In the account of the Pentecostal gifting the first responsibility conferred on those who receive a share in the Lord's own Spirit, is to be witnesses to the mighty works of God before the Jerusalem crowds. Essentially it is that sort of responsibility that remains to the people of God. There is nothing, beyond worship itself, as basic to the Christian task as that of being witnesses to God before our fellow-men. And there was, above all other mighty works of God, the one that it was the first Christians' task and burden to share and proclaim: namely, the mighty work of the Resurrection of Jesus. This is a task that remains to the people of God today. If we are sharing the proclamation of the Resurrection of Christ, then that is evidence enough that the Spirit bestowed at Pentecost is received by us today.

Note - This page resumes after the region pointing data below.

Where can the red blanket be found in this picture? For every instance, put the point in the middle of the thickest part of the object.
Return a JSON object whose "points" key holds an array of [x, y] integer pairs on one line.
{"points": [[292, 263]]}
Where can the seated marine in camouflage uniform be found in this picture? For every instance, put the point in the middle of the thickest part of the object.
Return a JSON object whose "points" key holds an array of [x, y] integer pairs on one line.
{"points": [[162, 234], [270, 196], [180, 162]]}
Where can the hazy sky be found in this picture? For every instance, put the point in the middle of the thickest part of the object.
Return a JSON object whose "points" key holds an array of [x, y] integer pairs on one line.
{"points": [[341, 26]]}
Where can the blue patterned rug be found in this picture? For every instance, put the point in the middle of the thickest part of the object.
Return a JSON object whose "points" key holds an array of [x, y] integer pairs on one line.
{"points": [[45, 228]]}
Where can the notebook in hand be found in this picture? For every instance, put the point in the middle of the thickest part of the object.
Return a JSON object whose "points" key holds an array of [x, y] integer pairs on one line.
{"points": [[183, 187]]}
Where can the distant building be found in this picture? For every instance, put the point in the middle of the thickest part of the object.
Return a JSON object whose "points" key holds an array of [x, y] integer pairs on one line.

The whole Church of God is gathered round the Risen Lord in a blessed sharing of His Holy Spirit when we break bread in eucharistic worship, witness and proclamation, and this is the disposition of the Church that is appropriate to her New Covenant nature. This is the witness that is required to be poured forth upon the community. The atoning and healing work of the Body and Blood of Christ, sacrificed for us all, is the victorious fruit of Christ's Resurrection, without which the Cross must be wholly ineffectual for us. For the Church to witness, the Church must gather round her Lord. For that witness to continue in power, the Church must continue to be gathered and thus to share the Spirit that the Lord confers upon us. And if we share that Spirit, we share in the responsibility of proclaiming and conferring upon our community the new beginning of the forgiveness of sins. For, as St. John so marvellously encapsulates in our Gospel today, Jesus taught that the chief responsibility conferred upon us by the privilege of receiving the Holy Spirit is the responsibility of absolving all the sins of the world that can be forgiven. And thus human society can be made possible. This, unlike other prescriptions for society, is real and effectual, and is neither a modern nor an ancient utopia. Let us be about our responsibilities, thanking the Lord for His incomparable gift.


1. We can reasonably believe that the gifts at the post-Resurrection Pentecost matched the responsibility conferred at that time upon the disciples. Discuss the match. Compare this match with the situation described in Acts 10: 44ff.

2. Describe situations in which you believe that a gift of God was diverted from its generally intended effect. Can there be a "happy ending" in these circumstances?

3. In what ways are Pentecostal gifts being conferred on the Church today, and how may the corresponding responsibilities be best discharged?